White, of Knaresborough Road, Harrogate, pleaded guilty to seven offences – drink-driving, careless driving, having neither insurance, proper licence nor crash helmet and using the machine with defective brakes and without any lights fitted.
Taylor, of Deane Place, Harrogate, pleaded guilty to not wearing a crash helmet but denied counts of permitting use with defective brakes, without lights and without insurance. He contended he was not the owner of the bike; it was shared between several people, though the court heard it had been kept at his home.
Prosecutor Martin Butterworth successfully applied for Taylor’s case to be adjourned for further prosecution inquiries. He was bailed until September 6.
Mr Butterworth told magistrates the off-road bike had initially come to police attention as neither rider nor pillion passenger was wearing a crash helmet. The van’s flashing blue lights were activated to stop the bike and the van pulled up where there were vehicles parked either side of the road.
When White tried to squeeze through a gap down the side of the van, it was struck on its offside, causing damage which would cost nearly £600 to put right. Both men fell off and though White was arrested at the scene, Taylor got to his feet and fled.
Mr Butterworth said White told police he had drunk vodka and red wine and could recall little of the incident other than being on the ground. Tests showed he was more than twice the limit.
In mitigation Geoffrey Rogers said in spite of his record – which included aggravated vehicle taking and driving while disqualified – White had held down a job for nine years with an exhibition contracting company.

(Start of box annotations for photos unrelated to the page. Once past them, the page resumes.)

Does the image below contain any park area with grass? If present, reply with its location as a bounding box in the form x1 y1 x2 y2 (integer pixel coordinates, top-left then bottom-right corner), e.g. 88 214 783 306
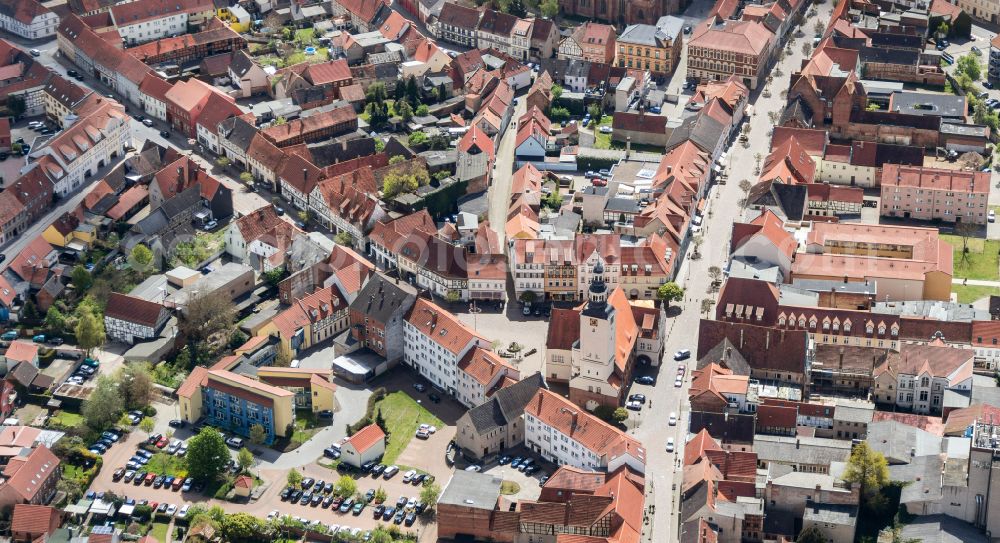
941 234 1000 281
374 392 444 465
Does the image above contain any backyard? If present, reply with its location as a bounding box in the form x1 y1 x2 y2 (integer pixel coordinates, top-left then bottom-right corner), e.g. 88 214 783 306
375 392 444 465
941 234 1000 281
251 28 329 68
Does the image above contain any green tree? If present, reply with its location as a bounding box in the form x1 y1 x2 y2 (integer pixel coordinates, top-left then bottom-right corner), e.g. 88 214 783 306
222 513 270 542
420 483 441 509
333 232 354 247
587 104 604 127
844 441 889 502
70 265 94 294
955 53 983 81
81 375 124 431
287 468 302 488
250 424 267 445
333 475 358 498
406 132 427 147
396 101 413 123
116 362 156 410
365 82 388 104
7 94 28 119
370 525 392 543
538 0 559 19
129 243 153 271
549 107 569 123
186 426 229 481
795 525 827 543
45 305 66 335
236 447 254 472
656 281 684 307
76 313 104 356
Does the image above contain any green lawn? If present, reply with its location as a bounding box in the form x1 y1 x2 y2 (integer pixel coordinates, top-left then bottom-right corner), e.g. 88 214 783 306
149 522 170 543
49 411 84 428
951 285 1000 304
941 234 1000 281
375 392 444 465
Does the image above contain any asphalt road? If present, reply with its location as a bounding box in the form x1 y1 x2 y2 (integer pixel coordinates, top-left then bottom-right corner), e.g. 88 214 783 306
629 2 832 542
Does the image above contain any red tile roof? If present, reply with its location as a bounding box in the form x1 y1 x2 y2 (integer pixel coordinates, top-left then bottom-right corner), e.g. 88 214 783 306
345 424 385 454
104 292 165 326
4 340 38 362
406 298 489 355
524 389 646 463
10 503 62 537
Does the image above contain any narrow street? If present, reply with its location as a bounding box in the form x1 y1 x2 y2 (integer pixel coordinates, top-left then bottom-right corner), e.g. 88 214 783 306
488 97 526 245
629 2 833 542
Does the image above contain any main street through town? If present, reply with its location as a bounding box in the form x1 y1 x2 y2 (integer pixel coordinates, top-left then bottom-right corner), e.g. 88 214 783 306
616 2 833 542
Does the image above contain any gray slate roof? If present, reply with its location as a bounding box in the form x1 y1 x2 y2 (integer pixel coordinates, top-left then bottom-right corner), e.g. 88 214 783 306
462 374 548 433
351 274 417 323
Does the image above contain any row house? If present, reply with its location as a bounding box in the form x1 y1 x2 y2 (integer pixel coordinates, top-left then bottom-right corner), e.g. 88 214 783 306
257 285 350 360
330 0 393 32
0 40 53 116
476 9 531 60
260 105 358 147
403 298 490 396
872 338 976 415
42 74 93 127
615 15 684 75
165 78 242 138
350 273 417 364
216 113 257 171
110 0 215 45
431 2 482 48
455 347 521 409
0 0 59 40
104 292 170 345
687 21 776 90
22 98 132 195
558 21 616 64
309 168 387 251
125 19 247 65
881 164 990 225
524 389 646 474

The court heard his boss had paid the deposit on a flat for him after he had been homeless for a time. But he was not happy at what had now happened.
Mr Rogers said White had taken a day off work for his birthday and had drunk initially at home and then at Taylor’s house. He could not remember riding the bike, or why he had ridden it, only coming off it.
Presiding magistrate Marion Simon told White he had let his employer down as well as himself and added: ‘‘Hopefully you will learn from this.’’
He was made subject to a one-year community order with probation supervision and 140 hours of unpaid work. A 12-month driving ban was also imposed along with £85 costs.